Information for this article was contributed by Kristen Snipes, a Project Director at Rho with extensive experience managing attention deficit hyperactivity disorder (ADHD) trials, including the recent successful completion of a phase III laboratory classroom study.
1. Selection of a clinically meaningful endpoint is critical.
I’ve found that at the beginning of a study a lot of time is spent deciding what rating scale will be used, and yet not nearly enough time is spent determining what the precise endpoint will be. Particularly in a study that will be used as part of a marketing application, defining a clinically meaningful primary end point can mean the difference between success and failure. Picking the best end point requires consulting with key opinion leaders, regulatory experts, statisticians, and a medical director experienced in clinical trials. Depending on the phase of development, a special protocol assessment with FDA may be advisable.
2. Use of online ADHD assessment tools can reduce stress on parents and sites while increasing data quality.
Using an online assessment tool, parents are able to complete assessments on their own time and don’t have to worry about getting paper assessment forms returned to the site. Making things easier for parents prevents drop-outs, which can cause timeline delays and data issues. Sites’ efforts are reduced because they don’t have to follow up with parents to get the forms, scoring is completed automatically by the system reducing variability in data and they don’t have to transcribe the data from the forms into an electronic data capture (EDC) system. This removes the possibility of data entry errors leading to higher quality data.
3. When conducting laboratory classroom studies, short visit windows may create scheduling headaches that must be carefully managed.
The laboratory classroom portion of the study typically is conducted on a Saturday. If you have a two day visit window around the classroom day, the visit must occur between Thursday and Monday. This often means the visit must occur on Thursday, Friday, or Monday. Taking into account school and work schedules, this can create a stressful situation for parents. In some cases, a narrow visit window can’t be avoided. If so, you must stay on top of this issue to avoid both protocol deviations for visits outside the window and drop-outs because parents can’t make it to the visits.

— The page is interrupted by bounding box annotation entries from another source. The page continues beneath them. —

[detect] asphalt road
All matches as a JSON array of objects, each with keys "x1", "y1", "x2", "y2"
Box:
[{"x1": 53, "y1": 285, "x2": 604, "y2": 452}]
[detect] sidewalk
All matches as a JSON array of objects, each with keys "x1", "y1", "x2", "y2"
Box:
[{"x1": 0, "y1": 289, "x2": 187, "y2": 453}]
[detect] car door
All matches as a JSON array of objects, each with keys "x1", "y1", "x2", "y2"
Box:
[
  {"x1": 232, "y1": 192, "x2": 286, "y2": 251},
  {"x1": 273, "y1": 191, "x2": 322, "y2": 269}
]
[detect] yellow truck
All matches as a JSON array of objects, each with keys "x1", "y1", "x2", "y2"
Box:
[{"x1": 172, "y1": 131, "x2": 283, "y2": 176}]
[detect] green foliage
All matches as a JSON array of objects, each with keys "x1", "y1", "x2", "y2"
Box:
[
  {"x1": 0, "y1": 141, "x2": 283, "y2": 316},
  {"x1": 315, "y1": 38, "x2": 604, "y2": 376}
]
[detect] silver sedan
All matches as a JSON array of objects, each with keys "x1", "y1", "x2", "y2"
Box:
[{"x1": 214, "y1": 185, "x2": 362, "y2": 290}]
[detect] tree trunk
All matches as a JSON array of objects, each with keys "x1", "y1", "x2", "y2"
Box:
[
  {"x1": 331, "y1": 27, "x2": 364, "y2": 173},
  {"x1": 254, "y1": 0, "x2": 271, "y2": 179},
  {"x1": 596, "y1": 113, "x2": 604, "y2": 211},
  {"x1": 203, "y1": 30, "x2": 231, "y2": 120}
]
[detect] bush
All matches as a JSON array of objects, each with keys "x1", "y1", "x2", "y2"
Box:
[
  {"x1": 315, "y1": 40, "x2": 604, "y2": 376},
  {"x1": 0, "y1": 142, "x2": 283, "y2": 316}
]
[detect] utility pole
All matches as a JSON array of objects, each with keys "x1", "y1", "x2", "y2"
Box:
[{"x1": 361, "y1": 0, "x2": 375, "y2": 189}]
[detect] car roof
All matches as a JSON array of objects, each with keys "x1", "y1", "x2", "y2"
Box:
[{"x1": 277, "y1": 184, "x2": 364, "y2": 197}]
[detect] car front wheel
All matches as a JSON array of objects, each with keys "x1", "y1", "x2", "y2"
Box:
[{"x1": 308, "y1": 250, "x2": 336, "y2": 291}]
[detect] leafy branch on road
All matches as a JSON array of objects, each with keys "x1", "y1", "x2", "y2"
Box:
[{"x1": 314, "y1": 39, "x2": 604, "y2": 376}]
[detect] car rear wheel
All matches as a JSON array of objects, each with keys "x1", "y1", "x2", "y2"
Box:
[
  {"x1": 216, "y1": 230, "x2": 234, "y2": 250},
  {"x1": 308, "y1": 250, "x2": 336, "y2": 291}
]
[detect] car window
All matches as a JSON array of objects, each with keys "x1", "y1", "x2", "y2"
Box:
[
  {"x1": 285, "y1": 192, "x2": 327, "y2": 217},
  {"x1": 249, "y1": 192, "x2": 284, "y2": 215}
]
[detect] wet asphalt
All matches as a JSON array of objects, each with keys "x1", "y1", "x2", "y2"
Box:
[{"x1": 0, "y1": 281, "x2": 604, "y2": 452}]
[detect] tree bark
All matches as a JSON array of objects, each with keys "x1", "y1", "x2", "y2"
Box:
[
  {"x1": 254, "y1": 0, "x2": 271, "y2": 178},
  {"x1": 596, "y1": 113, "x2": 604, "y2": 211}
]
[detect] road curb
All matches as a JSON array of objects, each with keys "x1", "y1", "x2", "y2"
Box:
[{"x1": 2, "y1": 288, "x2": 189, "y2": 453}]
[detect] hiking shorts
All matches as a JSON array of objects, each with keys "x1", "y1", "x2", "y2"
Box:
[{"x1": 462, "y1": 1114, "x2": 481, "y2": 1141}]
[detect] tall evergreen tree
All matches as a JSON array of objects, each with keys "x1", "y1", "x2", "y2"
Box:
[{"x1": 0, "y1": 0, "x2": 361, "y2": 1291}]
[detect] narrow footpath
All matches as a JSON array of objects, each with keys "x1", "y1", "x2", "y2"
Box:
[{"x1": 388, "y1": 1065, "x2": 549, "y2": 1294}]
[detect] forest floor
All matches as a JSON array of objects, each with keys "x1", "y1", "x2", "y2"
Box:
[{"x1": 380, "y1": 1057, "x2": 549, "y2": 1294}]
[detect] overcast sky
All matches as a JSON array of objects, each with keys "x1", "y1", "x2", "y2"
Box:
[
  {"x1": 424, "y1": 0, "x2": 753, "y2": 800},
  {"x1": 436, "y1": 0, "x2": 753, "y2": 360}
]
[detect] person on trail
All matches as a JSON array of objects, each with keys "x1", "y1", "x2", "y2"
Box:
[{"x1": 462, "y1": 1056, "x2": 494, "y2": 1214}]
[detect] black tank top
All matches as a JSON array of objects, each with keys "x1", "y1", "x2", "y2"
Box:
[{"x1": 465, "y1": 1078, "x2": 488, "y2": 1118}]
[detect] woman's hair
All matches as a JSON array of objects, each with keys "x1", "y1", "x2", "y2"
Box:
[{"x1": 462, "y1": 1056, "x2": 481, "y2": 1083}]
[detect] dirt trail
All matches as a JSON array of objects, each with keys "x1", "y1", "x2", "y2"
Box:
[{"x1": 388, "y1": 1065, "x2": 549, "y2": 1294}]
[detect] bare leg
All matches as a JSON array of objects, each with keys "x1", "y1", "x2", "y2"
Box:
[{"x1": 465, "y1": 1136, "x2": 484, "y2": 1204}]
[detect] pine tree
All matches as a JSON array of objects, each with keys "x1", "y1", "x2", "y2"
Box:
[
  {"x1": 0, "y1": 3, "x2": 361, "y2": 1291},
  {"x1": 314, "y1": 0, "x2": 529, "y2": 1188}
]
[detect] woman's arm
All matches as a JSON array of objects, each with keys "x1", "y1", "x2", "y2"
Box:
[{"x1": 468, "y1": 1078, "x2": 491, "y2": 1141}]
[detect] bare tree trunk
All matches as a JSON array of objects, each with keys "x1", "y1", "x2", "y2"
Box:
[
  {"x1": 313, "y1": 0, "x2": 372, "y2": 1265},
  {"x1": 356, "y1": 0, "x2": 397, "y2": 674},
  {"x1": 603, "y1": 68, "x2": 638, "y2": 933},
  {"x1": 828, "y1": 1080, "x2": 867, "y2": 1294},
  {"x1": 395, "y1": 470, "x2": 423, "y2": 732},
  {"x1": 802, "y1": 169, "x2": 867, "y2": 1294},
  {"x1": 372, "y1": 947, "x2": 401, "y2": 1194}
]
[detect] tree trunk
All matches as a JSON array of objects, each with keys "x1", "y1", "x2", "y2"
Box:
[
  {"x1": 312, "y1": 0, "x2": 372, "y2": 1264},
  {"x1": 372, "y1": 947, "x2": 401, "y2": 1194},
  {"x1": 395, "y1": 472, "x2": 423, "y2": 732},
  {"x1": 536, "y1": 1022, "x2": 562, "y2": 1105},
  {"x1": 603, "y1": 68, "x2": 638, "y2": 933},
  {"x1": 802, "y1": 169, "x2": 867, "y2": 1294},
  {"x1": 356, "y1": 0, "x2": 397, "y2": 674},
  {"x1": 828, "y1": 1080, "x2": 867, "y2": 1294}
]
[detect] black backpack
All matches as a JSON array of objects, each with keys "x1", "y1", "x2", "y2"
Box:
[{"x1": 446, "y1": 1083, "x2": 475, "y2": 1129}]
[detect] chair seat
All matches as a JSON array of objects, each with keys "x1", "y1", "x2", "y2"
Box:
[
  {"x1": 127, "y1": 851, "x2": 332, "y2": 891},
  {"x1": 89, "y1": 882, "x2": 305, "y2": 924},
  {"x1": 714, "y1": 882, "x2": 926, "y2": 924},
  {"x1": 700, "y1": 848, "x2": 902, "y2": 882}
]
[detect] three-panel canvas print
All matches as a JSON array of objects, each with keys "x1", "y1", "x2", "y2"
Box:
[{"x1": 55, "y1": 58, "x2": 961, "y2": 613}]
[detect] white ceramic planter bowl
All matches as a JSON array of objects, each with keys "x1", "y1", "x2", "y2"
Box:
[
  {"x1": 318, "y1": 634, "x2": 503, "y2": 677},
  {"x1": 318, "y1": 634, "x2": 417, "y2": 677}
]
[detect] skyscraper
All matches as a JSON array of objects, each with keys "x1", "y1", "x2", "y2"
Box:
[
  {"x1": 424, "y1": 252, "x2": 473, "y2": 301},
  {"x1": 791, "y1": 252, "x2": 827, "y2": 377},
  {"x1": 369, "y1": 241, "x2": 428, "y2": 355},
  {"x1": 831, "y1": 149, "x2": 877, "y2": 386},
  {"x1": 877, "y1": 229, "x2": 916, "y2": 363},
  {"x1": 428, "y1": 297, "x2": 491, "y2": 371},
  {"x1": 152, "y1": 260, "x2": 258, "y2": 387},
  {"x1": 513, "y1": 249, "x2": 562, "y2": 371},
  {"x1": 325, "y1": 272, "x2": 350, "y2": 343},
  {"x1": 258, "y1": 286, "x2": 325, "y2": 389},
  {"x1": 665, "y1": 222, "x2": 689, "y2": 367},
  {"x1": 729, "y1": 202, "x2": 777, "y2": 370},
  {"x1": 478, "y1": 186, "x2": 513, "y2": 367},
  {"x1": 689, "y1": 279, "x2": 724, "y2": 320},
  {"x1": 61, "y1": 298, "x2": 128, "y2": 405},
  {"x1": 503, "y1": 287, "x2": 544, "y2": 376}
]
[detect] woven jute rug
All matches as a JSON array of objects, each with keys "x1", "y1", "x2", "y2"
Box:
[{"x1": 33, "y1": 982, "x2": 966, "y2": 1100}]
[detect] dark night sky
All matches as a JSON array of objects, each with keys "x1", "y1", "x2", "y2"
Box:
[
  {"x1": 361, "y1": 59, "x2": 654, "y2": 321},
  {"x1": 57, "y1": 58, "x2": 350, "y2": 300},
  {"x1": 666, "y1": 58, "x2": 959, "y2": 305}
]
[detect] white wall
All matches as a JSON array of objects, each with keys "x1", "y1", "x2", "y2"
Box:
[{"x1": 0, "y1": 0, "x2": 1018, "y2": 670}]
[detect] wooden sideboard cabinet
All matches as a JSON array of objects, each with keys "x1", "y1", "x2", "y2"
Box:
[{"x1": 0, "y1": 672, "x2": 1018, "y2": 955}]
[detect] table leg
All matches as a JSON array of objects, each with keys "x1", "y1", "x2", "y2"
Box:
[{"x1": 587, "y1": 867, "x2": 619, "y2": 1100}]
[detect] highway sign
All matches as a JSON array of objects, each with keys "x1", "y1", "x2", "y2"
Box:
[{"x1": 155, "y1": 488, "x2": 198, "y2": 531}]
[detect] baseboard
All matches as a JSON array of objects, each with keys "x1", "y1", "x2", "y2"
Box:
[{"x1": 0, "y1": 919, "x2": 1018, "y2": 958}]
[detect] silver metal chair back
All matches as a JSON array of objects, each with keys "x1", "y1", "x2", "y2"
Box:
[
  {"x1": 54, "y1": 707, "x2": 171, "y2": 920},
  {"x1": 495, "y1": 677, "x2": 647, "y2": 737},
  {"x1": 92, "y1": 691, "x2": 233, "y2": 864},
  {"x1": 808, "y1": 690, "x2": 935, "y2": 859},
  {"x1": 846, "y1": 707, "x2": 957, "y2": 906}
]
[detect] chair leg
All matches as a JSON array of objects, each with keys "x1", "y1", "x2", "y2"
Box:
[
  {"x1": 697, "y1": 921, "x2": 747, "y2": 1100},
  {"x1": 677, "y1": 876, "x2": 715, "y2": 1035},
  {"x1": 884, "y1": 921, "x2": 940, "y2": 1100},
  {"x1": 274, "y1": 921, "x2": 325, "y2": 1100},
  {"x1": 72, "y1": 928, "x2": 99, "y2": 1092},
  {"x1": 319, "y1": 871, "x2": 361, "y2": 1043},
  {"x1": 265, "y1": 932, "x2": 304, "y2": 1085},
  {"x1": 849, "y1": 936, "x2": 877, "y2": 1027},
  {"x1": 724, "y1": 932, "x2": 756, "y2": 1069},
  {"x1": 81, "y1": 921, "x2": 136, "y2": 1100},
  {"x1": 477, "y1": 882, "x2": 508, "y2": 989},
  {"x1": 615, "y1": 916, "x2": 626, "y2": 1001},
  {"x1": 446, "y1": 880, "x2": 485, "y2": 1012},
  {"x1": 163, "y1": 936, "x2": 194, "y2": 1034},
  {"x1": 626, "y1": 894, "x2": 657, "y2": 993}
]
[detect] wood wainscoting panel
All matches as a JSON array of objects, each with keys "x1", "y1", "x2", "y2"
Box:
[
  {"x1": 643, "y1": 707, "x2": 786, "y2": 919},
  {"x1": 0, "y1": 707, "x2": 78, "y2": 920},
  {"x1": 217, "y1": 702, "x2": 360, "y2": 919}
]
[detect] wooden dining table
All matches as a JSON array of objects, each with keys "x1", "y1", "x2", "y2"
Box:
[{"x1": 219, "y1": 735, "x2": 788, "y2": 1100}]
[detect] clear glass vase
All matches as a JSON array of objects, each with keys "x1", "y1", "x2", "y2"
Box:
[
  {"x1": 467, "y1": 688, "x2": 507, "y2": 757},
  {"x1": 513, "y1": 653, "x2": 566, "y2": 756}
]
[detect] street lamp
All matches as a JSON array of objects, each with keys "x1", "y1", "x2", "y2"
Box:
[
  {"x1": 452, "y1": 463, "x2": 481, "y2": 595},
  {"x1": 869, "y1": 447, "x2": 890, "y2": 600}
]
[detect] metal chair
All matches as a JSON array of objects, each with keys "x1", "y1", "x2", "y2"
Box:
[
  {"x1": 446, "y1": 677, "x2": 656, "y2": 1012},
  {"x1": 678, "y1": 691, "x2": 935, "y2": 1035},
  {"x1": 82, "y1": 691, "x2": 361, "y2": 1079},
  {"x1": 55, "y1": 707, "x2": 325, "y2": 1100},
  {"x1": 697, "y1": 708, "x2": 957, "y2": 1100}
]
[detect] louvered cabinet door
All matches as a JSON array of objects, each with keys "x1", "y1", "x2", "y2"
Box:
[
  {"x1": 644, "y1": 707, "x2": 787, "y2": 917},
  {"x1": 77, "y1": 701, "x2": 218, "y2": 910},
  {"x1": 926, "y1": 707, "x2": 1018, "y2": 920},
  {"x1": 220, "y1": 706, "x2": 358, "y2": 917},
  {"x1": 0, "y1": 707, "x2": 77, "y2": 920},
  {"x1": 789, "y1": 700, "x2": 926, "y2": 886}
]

4. Use of centralized, experienced sites will help you stay on schedule.
Ideally, you want to use sites with experience in ADHD trials and EDC that have a proven track record on both patient enrollment and data quality. Sites with prior experience on ADHD trials know what it takes to enroll subjects with this indication. They will have some ideas about what type and how much advertising is needed and how to incentivize parents to participate (e.g. providing snacks for after school study visits). They also are better able to estimate how many patients they can enroll and how quickly. Conversely, delays in enrollment typical of new sites can be costly and will lead to delays in the overall timeline.
Training and consistency are keys for the laboratory classroom studies which utilize raters to assess frequency of behavior. You need to ensure that the sites are rating in a similar manner to ensure reduced variability by center. Holding a study-wide training may be more expensive but will be worth the money spent when your final analysis is complete.
It is also important to select sites with a proven track record of delivering high quality data. Experience with EDC is an important factor here. Poor data quality can increase costs by driving up the number of queries and the time spent on site resolving problems. Data quality also can delay timelines as additional effort may be necessary to clean the data prior to database lock.
5. Patient diaries aren’t all they are cracked up to be.
We see a lot of interest in using patient diaries to collect information for ADHD studies. Patient diaries allow collection of information at any time directly from patients. It sounds like a great idea; however, what you usually end up with is a lot of dirty data. It can be very difficult to draw meaningful conclusions from what you have, but once you have it, you will have to do something to address it.
When collecting dosing information, keep in mind what you plan to use it for in your analysis. Is your goal strictly compliance? If so, can you gather this from your accountability records or number of tablets returned? Reducing the burden on patients and sites helps to ensure useful, qualify data that can tell the story you want in your clinical study report (CSR).